Was ich aber trotzdem weiß: Ich bin keine Jüdin und habe dementsprechend nie erfahren, wie es sich anfühlt, antisemitisch angegriffen zu werden oder wie es ist, der jüdischen Community anzugehören. Ich weiß nicht, was „jüdische Identität“ ist, wie sie sich anfühlt und bekomme mein Wissen darüber von jüdischen Autorinnen und Autoren, die versuchen, es für Nicht-Juden*innen wie mich zu beschreiben. Ich beschäftige mich mit der Fragestellung dieser Plattform aus einer sogenannten Außenperspektive, und verfolge das Ziel, etwas zu erfahren, was mich aus den unterschiedlichsten Gründen interessiert, bin dabei aber weder neutral noch objektiv, da alles, was ich beobachte, durch die Brille gefärbt ist, die ich durch meine Persönlichkeit, meine Geschichte, mein Wissen und vor allem durch mein Nicht-Wissen aufhabe: also ist alles subjektiv und obliegt somit meiner persönlichen Verantwortung eines sensiblen Umgangs. Denn ich will niemanden verletzen, nie und niemals. Dies wird mir nicht immer gelingen.

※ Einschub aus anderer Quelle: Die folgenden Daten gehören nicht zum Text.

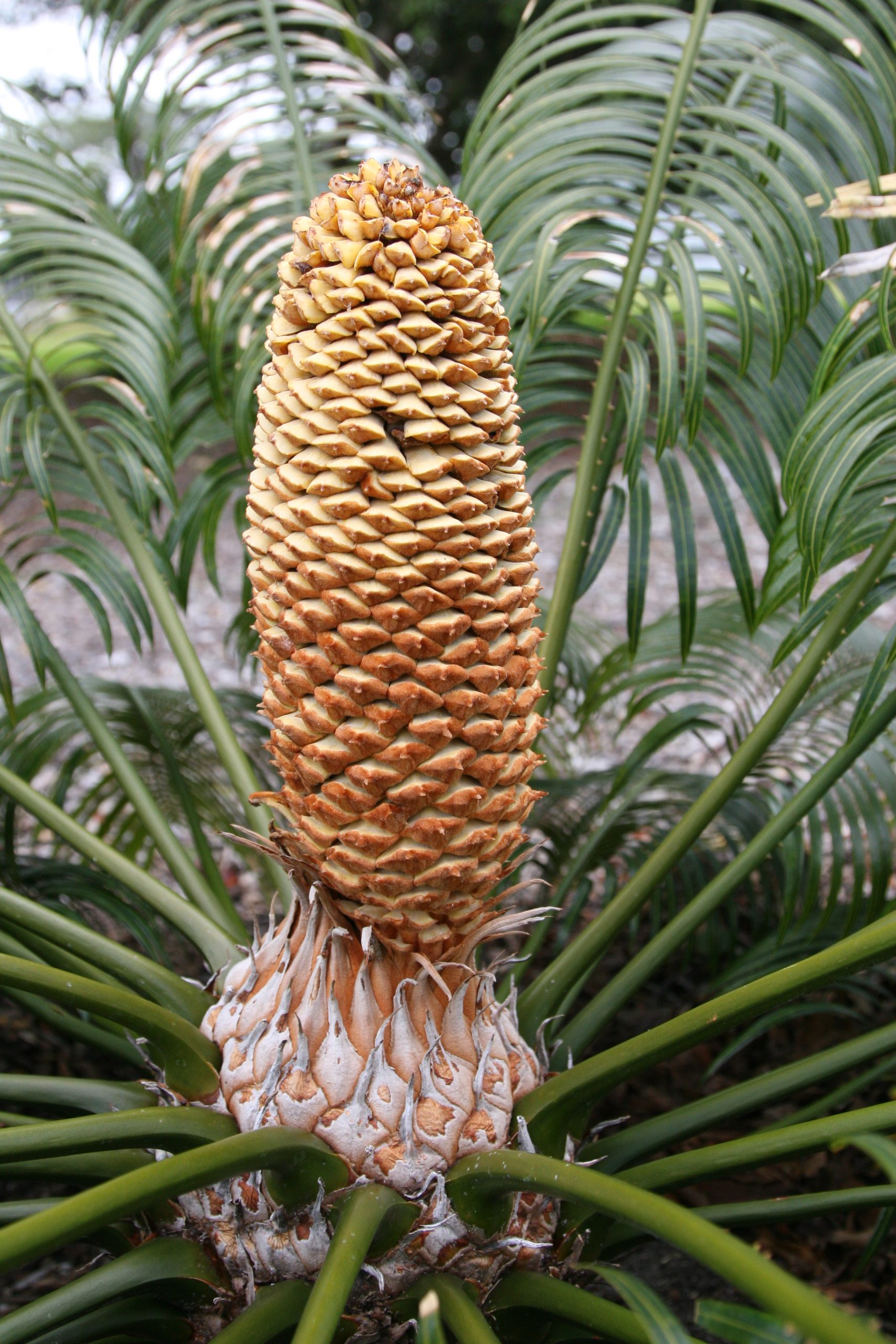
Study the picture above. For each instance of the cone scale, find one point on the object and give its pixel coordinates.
(393, 565)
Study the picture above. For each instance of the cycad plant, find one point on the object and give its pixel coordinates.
(362, 1119)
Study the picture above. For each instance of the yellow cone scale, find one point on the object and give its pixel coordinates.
(394, 561)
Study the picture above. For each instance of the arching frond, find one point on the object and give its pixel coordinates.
(688, 280)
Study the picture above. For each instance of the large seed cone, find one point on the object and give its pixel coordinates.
(394, 593)
(394, 568)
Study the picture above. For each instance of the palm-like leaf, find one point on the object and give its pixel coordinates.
(644, 176)
(722, 258)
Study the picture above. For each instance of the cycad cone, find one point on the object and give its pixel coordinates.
(394, 575)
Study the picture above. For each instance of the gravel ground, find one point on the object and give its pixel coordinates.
(73, 629)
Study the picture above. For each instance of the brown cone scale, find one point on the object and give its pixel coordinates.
(394, 561)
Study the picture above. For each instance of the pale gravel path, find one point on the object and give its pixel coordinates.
(73, 629)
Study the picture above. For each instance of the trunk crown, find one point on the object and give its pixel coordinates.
(394, 562)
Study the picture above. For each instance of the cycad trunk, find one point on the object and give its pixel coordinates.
(394, 575)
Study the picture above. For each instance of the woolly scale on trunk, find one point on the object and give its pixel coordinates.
(394, 579)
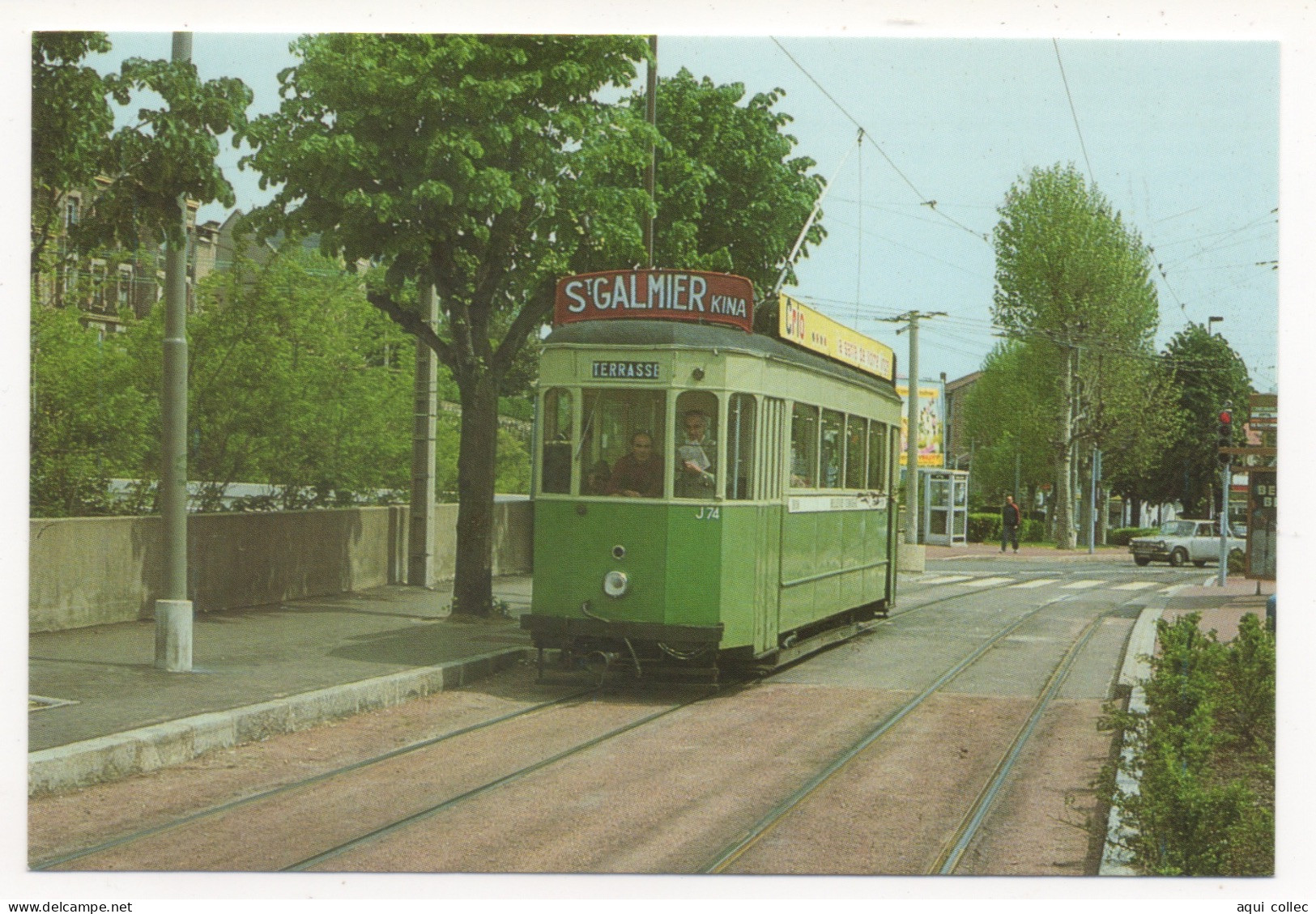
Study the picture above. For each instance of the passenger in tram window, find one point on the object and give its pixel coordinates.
(638, 472)
(695, 458)
(598, 480)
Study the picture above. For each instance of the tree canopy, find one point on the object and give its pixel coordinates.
(1074, 288)
(1204, 374)
(488, 168)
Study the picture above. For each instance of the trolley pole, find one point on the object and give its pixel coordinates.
(912, 437)
(650, 164)
(172, 609)
(1225, 479)
(420, 534)
(912, 423)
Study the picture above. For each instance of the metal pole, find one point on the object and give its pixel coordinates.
(1091, 513)
(650, 166)
(1224, 525)
(420, 534)
(912, 437)
(172, 609)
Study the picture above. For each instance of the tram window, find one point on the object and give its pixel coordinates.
(556, 461)
(612, 421)
(856, 465)
(833, 448)
(695, 465)
(878, 448)
(740, 448)
(804, 446)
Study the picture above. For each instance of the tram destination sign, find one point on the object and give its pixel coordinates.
(662, 295)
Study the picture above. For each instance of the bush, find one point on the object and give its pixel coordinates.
(983, 528)
(1122, 535)
(1203, 754)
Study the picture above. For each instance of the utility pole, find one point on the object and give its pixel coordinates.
(172, 608)
(420, 533)
(912, 423)
(652, 166)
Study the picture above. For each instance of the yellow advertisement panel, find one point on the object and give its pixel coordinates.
(802, 325)
(931, 427)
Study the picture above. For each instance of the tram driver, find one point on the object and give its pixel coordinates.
(695, 455)
(638, 472)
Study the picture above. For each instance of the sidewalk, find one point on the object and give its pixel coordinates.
(99, 709)
(1025, 551)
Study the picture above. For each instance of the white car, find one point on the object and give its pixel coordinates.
(1179, 542)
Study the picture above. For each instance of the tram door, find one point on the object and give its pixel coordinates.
(945, 507)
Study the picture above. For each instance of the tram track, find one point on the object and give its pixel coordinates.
(492, 784)
(953, 848)
(220, 809)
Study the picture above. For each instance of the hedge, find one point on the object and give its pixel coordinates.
(986, 529)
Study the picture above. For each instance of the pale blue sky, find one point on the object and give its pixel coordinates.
(1181, 136)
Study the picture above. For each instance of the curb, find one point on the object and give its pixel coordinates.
(170, 743)
(1133, 672)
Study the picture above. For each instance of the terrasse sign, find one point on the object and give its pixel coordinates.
(665, 295)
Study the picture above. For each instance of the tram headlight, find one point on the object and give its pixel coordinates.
(615, 583)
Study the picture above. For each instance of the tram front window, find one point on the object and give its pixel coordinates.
(621, 450)
(556, 461)
(695, 465)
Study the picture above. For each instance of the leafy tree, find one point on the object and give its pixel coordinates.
(88, 423)
(450, 160)
(147, 164)
(1007, 413)
(1204, 375)
(728, 195)
(1074, 283)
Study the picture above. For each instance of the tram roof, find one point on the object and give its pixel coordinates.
(703, 336)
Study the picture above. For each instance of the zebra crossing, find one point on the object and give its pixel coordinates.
(1027, 585)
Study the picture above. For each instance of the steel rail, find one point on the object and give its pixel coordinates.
(375, 834)
(296, 785)
(954, 848)
(752, 836)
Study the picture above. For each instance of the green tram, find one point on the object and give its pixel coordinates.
(705, 493)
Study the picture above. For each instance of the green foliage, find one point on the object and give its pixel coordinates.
(730, 195)
(1074, 290)
(164, 153)
(1122, 535)
(298, 381)
(1204, 374)
(1203, 755)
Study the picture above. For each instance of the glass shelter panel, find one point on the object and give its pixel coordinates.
(621, 442)
(833, 448)
(856, 463)
(740, 448)
(695, 461)
(556, 458)
(804, 446)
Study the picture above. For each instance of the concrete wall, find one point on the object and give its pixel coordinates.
(99, 570)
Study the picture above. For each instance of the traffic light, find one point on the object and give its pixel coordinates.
(1224, 434)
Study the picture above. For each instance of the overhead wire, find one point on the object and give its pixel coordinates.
(924, 200)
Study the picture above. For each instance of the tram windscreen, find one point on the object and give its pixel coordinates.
(621, 442)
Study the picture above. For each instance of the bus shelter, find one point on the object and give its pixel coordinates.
(943, 499)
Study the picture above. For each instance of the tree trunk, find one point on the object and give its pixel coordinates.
(1063, 495)
(473, 591)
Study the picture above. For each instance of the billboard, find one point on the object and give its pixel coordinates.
(804, 326)
(932, 425)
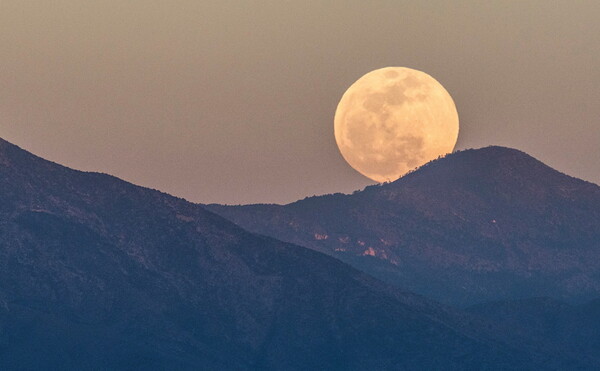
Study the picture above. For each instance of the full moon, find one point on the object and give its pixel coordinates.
(394, 119)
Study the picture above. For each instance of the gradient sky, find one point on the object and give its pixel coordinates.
(233, 101)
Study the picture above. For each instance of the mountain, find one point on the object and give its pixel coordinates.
(558, 327)
(97, 273)
(475, 226)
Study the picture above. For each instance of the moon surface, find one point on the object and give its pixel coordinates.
(394, 119)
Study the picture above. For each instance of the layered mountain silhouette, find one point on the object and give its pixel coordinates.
(475, 226)
(555, 326)
(96, 273)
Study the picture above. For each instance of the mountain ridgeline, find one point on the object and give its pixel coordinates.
(475, 226)
(96, 273)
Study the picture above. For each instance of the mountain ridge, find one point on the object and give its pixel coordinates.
(475, 218)
(97, 272)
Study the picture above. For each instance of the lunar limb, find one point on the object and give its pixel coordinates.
(393, 120)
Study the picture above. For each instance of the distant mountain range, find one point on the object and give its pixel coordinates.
(475, 226)
(96, 273)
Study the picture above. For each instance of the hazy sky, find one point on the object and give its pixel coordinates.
(233, 101)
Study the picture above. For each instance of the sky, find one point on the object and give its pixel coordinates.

Meine Außenperspektive auf das Thema, das für viele aber ein Inneres ist, bringt mich manchmal in ein Gefühl des Unbehagens; dieses Unbehagen begleitete mich schon, als ich vor fünf Jahren meinen Abschluss schrieb, und hat sich durch viel Reflexion, Auseinandersetzung, Gespräche mit Betroffenen und Geschehnissen, die passiert sind, in den letzten Jahren noch mehr verstärkt. Die Konsequenz für mich wäre also eigentlich, mich nicht weiter dafür zu interessieren oder zum Judentum zu konvertieren, um mich weiter dafür interessieren zu dürfen, ohne dieses Unbehagen zu spüren. Oder aber: Mir meines Unbehagens bewusst zu sein, es zu kommunizieren, mich weiter für Sitcoms und jüdische Identität zu interessieren und mich darüber zu freuen, dass es Juden und Jüdinnen gibt, die ihr Wissen und ihre Gedanken zur Fragestellung (mit mir) teilen und uns damit zu Verbündeten in ihrem Leben machen können.

Aufgabe 1: Versuche meinen Text so umzuschreiben, dass er auf dich zutrifft.

Aufgabe 2: Hast du ein Unbehagen gefühlt, als du meinen Text gelesen hast? Wenn ja, warum und wenn nein, warum nicht? Hast du etwas hinzuzufügen und wenn ja, was? Schreibe einen kleinen Brief an mich. Du musst ihn mir natürlich nicht schicken.